Lung ultrasound: ‘flooding’ in fulminant pulmonary oedema in cats and a comparison with pneumonia
Pulmonary oedema in cats and dogs is typically characterised by increased ‘B lines’ (also known as ultrasound lung rockets or comet-tail artefacts). This is a feature of oedema in the broadest sense and is not specific to aetiology. Differential diagnosis of this phenomenon includes trauma, electrocution, acute respiratory distress syndrome/acute lung injury, overhydration, asthma, near-downing and post-strangulation. However, left-sided congestive heart failure is the commonest cause of diffusely increased B lines.
Some care has to be exercised: normal cats often have a few B lines at the periphery of their lung lobes. The central parts are generally clear.
Cats, as ever, are not small dogs though. Really fulminant cardiogenic pulmonary oedema in cats can result in ‘flooding’ of one or more lobes.
That’s not something I’ve ever seen in a dog. Nor is it described in the excellent 2017 JVIM account of cardiogenic pulmonary oedema in dogs by Vezzosi et al..

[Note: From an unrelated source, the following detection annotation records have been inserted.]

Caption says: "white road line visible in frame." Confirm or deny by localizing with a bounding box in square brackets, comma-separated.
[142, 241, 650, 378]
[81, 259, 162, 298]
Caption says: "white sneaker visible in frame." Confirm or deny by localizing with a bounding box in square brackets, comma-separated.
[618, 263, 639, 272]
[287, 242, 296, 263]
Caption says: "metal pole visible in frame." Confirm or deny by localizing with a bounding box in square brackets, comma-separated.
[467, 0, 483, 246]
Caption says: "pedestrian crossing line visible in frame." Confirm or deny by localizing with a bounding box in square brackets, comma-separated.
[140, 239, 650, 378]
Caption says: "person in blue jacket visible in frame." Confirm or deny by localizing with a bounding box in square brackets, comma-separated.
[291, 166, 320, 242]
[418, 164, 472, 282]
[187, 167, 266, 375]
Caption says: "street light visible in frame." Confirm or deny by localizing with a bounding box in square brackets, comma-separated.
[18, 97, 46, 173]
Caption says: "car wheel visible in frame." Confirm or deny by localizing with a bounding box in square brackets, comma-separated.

J Vet Intern Med. 2017 May;31(3):700-704.
Assessment of Lung Ultrasound B-Lines in Dogs with Different Stages of Chronic Valvular Heart Disease.
Vezzosi T1, Mannucci T1, Pistoresi A1, Toma F1, Tognetti R1, Zini E2,3,4, Domenech O2, Auriemma E2, Citi S.
https://onlinelibrary.wiley.com/doi/full/10.1111/jvim.14692
This is a still image of the same area:
And with colour Doppler to show it’s not pulmonary thromboembolism as far as I can tell.
And the heart in this poor cat:
It’s worth comparing that video clip of flooded oedematous lung with this one from another cat with presumed pneumonia:
This was a young cat with acute onset tachypnoea, no murmur or gallop and unremarkable echocardiography who recovered within a week after treatment with antibiotics only and has suffered no recurrence of signs in the subsequent 18 months.
There is a small pleural effusion and the lung pleura bears a fine network of adherent presumed fibrin strands. The consolidated area is much more sharply-defined peripherally than in the CHF cat and exhibits the typical serrated boundary of pneumonic lesions. The consolidated area is more solidly hypoechoic than with oedema with fewer remnant air bubbles (although that varies from case to case). This cat also has large areas of sonographically-normal lung. Although local cardiogenic pulmonary oedema is occasionally encountered it’s not common to see a full spectrum from normal to completely collapsed/consolidated/flooded in the same cat.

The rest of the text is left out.